Through her work helping schools implement the community-school approach, Egan has learned that there has to be shared leadership, in which stakeholders in the school and the surrounding community are represented and the focus is on creating equity-based opportunity.
“This goes against the old, bureaucratic ways of running schools,” she says. “It takes time, and it’s hard, but it’s how the magic happens.”
In the old way of doing school, teachers, by default, served as frontline staff, providing mental and physical health services. But partnerships that develop in the community-school approach create a synergy that relieves teachers of that work and keeps them focused on what they do best—teaching.

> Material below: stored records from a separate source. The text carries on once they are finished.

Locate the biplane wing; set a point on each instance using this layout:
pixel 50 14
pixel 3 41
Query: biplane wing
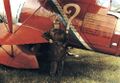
pixel 30 32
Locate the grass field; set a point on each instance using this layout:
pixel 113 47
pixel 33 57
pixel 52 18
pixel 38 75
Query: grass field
pixel 89 67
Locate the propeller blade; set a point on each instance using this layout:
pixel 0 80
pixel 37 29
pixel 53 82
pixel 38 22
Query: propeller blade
pixel 8 14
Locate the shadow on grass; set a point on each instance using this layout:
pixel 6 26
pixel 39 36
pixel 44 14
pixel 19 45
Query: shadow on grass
pixel 85 66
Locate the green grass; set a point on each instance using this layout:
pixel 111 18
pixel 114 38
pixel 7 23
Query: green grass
pixel 89 67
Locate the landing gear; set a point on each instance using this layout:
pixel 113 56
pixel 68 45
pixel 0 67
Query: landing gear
pixel 56 68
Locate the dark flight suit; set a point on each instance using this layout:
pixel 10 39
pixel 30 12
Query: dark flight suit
pixel 57 50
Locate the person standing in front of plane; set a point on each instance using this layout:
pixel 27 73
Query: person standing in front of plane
pixel 57 39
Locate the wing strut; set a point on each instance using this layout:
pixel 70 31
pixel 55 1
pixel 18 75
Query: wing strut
pixel 8 14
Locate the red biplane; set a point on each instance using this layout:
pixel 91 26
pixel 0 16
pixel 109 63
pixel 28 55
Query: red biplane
pixel 25 21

Finally, according to Egan, there has to be trust. Local school councils should be open for a wide spectrum of people to participate. People need to be invited to help with school operations and programs. Schools should ask people what they want and then listen to them. They should show they care about students by including them in meetings and conversations.
Then, over time, trust comes about when people see that a school has a history of saying what it is going to do and then doing it.
From “Community Schools Could Fix a Major Problem in Education,” The Progressive, March 2, 2022. Copyright © 2022 by Jeff Bryant. Used with permission of The Progressive.
From an article in The Progressive. Bryant’s reporting focuses on investigating charter schools, voucher programs, and other school-privatization efforts. According to a 2020 study by the RAND Corporation, New York City public schools that adopted the community-school model saw declines in absenteeism and disciplinary incidents and increases in on-time grade progression and high school graduation rates. The Biden administration has proposed increasing funding for community-school programs by $400 million; California has launched an effort to spend $3 billion to convert thousands of schools to the model.